04:0f.0 Multimedia controller: Device 6472:8001 (rev 01)
Control: I/O+ Mem+ BusMaster- SpecCycle- MemWINV- VGASnoop- ParErr Stepping- SERR- FastB2B- DisINTx-
Status: Cap- 66MHz- UDF- FastB2B- ParErr- DEVSEL=medium >TAbort- <TAbort- <MAbort- >SERR- <PERR- INTx+
Interrupt: pin A routed to IRQ 11
Region 0: I/O ports at d800 [size=128]
Region 1: Memory at febfe800 (32-bit, non-prefetchable) [size=128]

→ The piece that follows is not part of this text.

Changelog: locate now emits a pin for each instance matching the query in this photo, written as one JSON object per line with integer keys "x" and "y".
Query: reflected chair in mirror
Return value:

Don't know if I really need show you the code, because it is as simple as it is possible - file is opened, then mmaped, then the resulting pointer is used to write and read into that file. Basically, it's this:

fd = open ( (device_ + "resource" + std::to_string (i)).c_str(), O_RDWR);
ptr = (u_int32_t*) mmap (NULL, 0x7f, PROT_READ | PROT_WRITE, MAP_SHARED, fd, 0);

All paths are valid, that's what was checked first. dmesg output contains no errors nor warnings for the corresponding problem.
Comment 1 Georgiy 2015-01-30 14:52:36 UTC
Created attachment 165261 [details]
lspci -vv

lspci -vv for all presented devices
Comment 2 Georgiy 2015-01-30 14:53:21 UTC
Created attachment 165271 [details]
dmesg output

dmesg output _after_ performed tests
Comment 3 Georgiy 2015-01-30 14:54:30 UTC
Created attachment 165281 [details]
test program

Simple motivation example of strange behavior.
You can see bad ffffffff values on some devices (described here).
Comment 4 Georgiy 2015-01-30 14:55:00 UTC
Created attachment 165291 [details]
test program output

Output for provided test program.
Comment 5 Georgiy 2015-01-30 14:55:21 UTC
Ok, finaly uploaded some files.
Comment 6 Georgiy 2015-02-03 10:16:31 UTC
Created attachment 165641 [details]
kernel module with the same functionality; works as intended

the desired info was acquired completely

root@b4-mrpu-x86:/home/user/PCIDeviceKernelModule# dmesg | grep info
[    0.000000] Using ACPI (MADT) for SMP configuration information
[   49.189417] info: 2.4.1
[   49.297360] info: 2.4.1
[   49.403655] info: 2.4.1
[   49.503624] info: 2.4.1
[   49.603260] info: 2.4.1
[   49.730663] info: 2.4.1
[   49.832868] info: 2.4.1
[   49.934986] info: 2.4.1
[   50.034662] info: 2.4.1
[   50.134300] info: 2.4.1
[   50.247241] info: 3.1.8864
Comment 7 Bjorn Helgaas 2015-03-10 01:08:24 UTC
The kernel module, which uses ioremap(), works as expected.  The user
program, which uses mmap(), fails.  The user-space mmap() path uses
pci_mmap_resource().  Can you add some instrumentation to that path?
We might be able to figure out where things are going wrong.